Corny jokes featuring doctors often begin by the doc saying to the patient: “I have bad news and good news. Which do you want first?” As an Indiana bankruptcy lawyer, I don’t do a lot of joke-telling, but I do feel it’s important for me to keep my blog readers and clients up to date on Indiana job markets. That’s because my Chapter 7 bankruptcy filers will need to get a handle on their finances, keep the bills paid on time, and take advantage of the fresh start the bankruptcy safety net provided them. My Chapter 13 bankruptcy filers will need steady work to keep up with their three-to-five year debt repayment plan that is supervised by the bankruptcy court.

I’ll choose – the good news first. Two weeks ago I focused on the success of Cook Group in Bloomington Indiana, and the fact that Cook is in the process of creating new jobs. Now, I’m happy to report, IDC-USA, an Indianapolis-based cooperative for power transmission producers is expanding its facility near the airport, and hiring new workers as it plans for continued growth next year. Dow Agrosciences (I had been concerned by news that the parent company planned layoffs) will be adding new jobs in 2009, and its spokesman told an Indianapolis Star reporter that none of Dow’s Indiana operations will be affected by idling at plants elsewhere.

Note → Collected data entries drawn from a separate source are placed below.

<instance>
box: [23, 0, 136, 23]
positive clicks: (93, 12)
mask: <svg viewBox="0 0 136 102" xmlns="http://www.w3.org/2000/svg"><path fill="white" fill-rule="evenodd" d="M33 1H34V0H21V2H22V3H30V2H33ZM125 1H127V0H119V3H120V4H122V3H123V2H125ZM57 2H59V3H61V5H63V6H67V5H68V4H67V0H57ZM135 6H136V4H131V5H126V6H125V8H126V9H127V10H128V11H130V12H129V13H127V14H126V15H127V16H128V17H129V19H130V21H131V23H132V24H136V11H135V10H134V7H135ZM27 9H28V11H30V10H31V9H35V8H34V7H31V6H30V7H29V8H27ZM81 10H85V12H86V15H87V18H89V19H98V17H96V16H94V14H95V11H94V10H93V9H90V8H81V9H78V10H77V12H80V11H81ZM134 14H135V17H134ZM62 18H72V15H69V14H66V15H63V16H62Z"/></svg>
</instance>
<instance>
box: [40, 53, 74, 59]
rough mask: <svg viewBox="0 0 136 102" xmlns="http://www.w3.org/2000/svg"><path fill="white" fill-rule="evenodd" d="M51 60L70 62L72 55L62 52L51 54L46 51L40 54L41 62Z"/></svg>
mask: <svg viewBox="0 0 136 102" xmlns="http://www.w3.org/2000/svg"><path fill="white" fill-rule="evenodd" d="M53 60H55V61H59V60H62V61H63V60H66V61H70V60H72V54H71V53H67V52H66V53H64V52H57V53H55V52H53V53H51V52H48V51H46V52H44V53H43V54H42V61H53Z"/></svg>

Good news was forthcoming from the Indiana Economic Development Corporation as well. Perkins Specialized Transportation in Noblesville is investing $15 million to improve its headquarters, and will add twenty or so new jobs. Meanwhile, Carmel software developer Interactions corp. announced it plans to add 100 jobs as it launches its new conference call technology product “Hey Otto 1.0”.

I know, I know – I’m making it sound as if all the news that’s fit to print is good, and that’s simply not true, far from it. With bankruptcy law offices serving 38 counties around the state of Indiana, I’ve heard reports about Knauf Insulation cutting 11% of its work force in Shelbyville, Kite Realty Group Trust dropping 10% of its staff in Indianapolis, and Deflect-o (manufacturer of dryer vent tubes and heat register deflectors) closing its Fishers and Indianapolis operations totally, eliminating more than 200 jobs. In Kendallville and Ligonier, Dalton is closing a foundry, and auto parts manufacturer Vibracoustic is closing a plant. A combined 400 jobs will be lost.

I also know that the Indianapolis Public School Board voted to close six schools, which will mean the loss of 240 administrator and teacher jobs. Meanwhile, in order to avoid or at least put off downsizing its staff, Atlas World Group in Evansville will cut employee pay by 5% starting in January, while in Lafayette, Indiana, Wabash National is suspending dividends to shareholders to shave costs.

No joke here – these are serious times. The one recommendation I offer to all my clients and readers is to seek experienced legal advice as soon as financial challenges (such as a job loss) occur. It’s obvious that, in these times, if your financial situation is deteriorating, you’re not alone. In an earlier blog, Before Bankruptcy, The Brain Isn’t Interested In Reality, I brought out the fact that under stress, it’s extremely difficult to make wise decisions. That’s why I so strongly recommend that the moment you begin to make only minimum payments on credit cards, or find yourself choosing which bills to pay and which to roll over to the next month, you need to begin getting organized and keeping exact records that you might need in the event you later choose to file bankruptcy.